[ 1 ] [ 2 ] [ 3 ] [ 4 ] [ 5 ] [ 6 ]

The Normal Forms

The next sections of this paper will describe each of the normal forms and how they are applied.  There will be examples used to describe the form and its application.  The examples chosen are obviously wrong and are designed to clearly demonstrate the normal form being discussed.

In your actual design work the normalization problems will probably be more subtle and require a much more careful study to discover and repair.

1st Normal Form (1NF)

Reduce entities to first normal form (1NF) by removing repeating or multi-valued attributes to another, child entity.

To understand 1st Normal Form we will use the table design below.

To discover the problem in this design we must consider the domains for the fields in the table.  The CustID is defined as the customer Primary key ID, the Name is the name of the customer, Contact1 is the name of a contact person, Contact2 is the name of a contact person, and Contact3 is the name of a contact person.

The fact that Contact1, 1, and 3 all have the same domain definition proves that in fact there is only one attribute, contact person, and that we need multiple values for that attribute.  This is a multi-valued attribute.

The 1st NF design for this situation is shown below.

Notice the creation of the new entity for Contacts and the relation of that entity to the original Customer entity.  Using this new design the customer can have any number of contacts from none to the capacity of the table storing the contact names.

What about the client who tells us that their customer will never have more than three contact names?  Do we really need to do this for those situations?
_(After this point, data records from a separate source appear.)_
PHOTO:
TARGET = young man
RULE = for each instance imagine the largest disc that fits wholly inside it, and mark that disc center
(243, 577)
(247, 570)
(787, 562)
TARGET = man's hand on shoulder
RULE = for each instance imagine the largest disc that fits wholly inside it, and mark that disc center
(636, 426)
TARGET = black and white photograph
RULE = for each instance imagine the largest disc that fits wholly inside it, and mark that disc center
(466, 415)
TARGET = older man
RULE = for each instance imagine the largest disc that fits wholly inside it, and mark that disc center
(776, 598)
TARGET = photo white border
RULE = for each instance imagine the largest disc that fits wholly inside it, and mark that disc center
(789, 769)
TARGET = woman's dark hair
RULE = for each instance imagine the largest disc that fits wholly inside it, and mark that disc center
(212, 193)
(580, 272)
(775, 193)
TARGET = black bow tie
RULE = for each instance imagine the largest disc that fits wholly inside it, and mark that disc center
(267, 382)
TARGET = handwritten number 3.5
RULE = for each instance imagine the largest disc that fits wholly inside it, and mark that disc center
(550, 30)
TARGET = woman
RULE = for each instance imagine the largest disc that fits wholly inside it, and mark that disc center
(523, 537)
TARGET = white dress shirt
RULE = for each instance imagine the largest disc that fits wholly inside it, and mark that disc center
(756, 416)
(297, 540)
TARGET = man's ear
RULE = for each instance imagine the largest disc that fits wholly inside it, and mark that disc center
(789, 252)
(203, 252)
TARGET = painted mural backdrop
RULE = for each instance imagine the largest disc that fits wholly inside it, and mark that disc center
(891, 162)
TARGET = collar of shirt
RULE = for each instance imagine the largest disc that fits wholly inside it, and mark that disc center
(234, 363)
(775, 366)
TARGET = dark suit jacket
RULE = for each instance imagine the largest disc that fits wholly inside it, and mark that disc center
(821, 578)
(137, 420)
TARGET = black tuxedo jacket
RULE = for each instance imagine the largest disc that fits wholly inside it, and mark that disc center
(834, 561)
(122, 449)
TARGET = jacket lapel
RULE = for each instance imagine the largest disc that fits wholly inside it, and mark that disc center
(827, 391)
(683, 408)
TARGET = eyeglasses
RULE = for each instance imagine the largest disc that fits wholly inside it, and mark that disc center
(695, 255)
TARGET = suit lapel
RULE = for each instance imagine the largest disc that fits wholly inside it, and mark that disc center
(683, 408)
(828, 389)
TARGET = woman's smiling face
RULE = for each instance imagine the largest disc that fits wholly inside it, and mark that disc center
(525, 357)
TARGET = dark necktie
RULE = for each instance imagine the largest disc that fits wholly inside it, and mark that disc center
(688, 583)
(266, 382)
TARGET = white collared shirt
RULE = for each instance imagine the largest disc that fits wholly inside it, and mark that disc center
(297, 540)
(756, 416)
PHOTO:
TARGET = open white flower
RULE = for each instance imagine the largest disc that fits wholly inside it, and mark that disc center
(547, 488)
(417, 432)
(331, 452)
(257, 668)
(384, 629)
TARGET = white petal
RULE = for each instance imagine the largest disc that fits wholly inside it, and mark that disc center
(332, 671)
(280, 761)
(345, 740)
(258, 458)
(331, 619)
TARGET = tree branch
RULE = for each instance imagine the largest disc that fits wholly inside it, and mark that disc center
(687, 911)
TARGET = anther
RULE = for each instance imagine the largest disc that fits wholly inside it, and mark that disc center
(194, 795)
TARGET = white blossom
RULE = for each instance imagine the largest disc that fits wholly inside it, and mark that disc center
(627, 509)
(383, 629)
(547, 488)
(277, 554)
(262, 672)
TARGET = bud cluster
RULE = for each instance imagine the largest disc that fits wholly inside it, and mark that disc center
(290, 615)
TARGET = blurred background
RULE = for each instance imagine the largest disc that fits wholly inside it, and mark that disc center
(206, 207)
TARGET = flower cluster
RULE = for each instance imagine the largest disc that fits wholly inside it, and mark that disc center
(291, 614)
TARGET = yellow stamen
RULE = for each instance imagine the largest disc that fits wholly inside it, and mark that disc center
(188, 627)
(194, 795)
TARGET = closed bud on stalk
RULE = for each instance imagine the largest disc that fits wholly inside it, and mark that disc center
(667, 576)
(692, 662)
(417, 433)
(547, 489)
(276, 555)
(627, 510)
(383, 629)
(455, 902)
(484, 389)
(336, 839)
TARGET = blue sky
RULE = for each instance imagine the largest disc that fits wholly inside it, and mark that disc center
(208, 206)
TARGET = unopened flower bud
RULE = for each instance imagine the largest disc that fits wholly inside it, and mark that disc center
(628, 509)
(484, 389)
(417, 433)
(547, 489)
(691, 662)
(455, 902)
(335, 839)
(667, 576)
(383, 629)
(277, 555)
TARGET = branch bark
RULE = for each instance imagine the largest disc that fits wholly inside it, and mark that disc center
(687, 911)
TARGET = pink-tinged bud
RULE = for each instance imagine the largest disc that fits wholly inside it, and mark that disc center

Well, reread what I said earlier about clients and the word never.  Besides that, if we provide the three fields for contact names and most customers have only one name, we are wasting a lot of space.  For a contact name of 40 characters and 1 million customer records that would amount to approximately 40 MB of wasted space.

Also, the first customer that comes along with four or more contact names would require that the user either use two customer records, not store all of the contact names, or pay for a revision to the data design to allow the fourth name.  With the 1st Normal Form structure none of these things are an issue.  If the customer has only one contact then there is only one record in the Contacts table.  If the customer has 300 contact names, then there are 300 records in the contacts table.

Reduce entities in 1NF to 2NF by removing attributes that are not dependent on the whole primary key.

2nd Normal Form (2NF)

The figure below will be used to study this normal form.

The primary key for the invoice details table in the figure is the combination of InvNo and LineNo.  The two fields together comprise the primary key.  2nd NF deals with non-key attributes that are not dependent on the entire primary key but rather only on part of it.

The ItemID and Price Quantity are dependent on the whole primary key.  You cannot know the item sold or its quantity price break without knowing the invoice and which line of the invoice you are interested in.

However the CustID will remain the same for all lines on an invoice.  This means that CustID is dependent on the InvNo only and not ion the LineNo.  CustID is dependent on part of the primary key.

To fix this we move the CustID field to another table where it is dependent on the whole primary key.

3rd Normal Form (3NF)

Reduce entities in 2NF to 3NF by removing attributes that depend on other, non-key attributes (other than alternate keys).

The golden rule of relational databases is, “the key, the whole key, and nothing but the key”.  The 3rd normal form deals with attributes that are codependent on the primary key and another, non-key, attribute.  The figure below shows a table design that violates the 3rd normal form.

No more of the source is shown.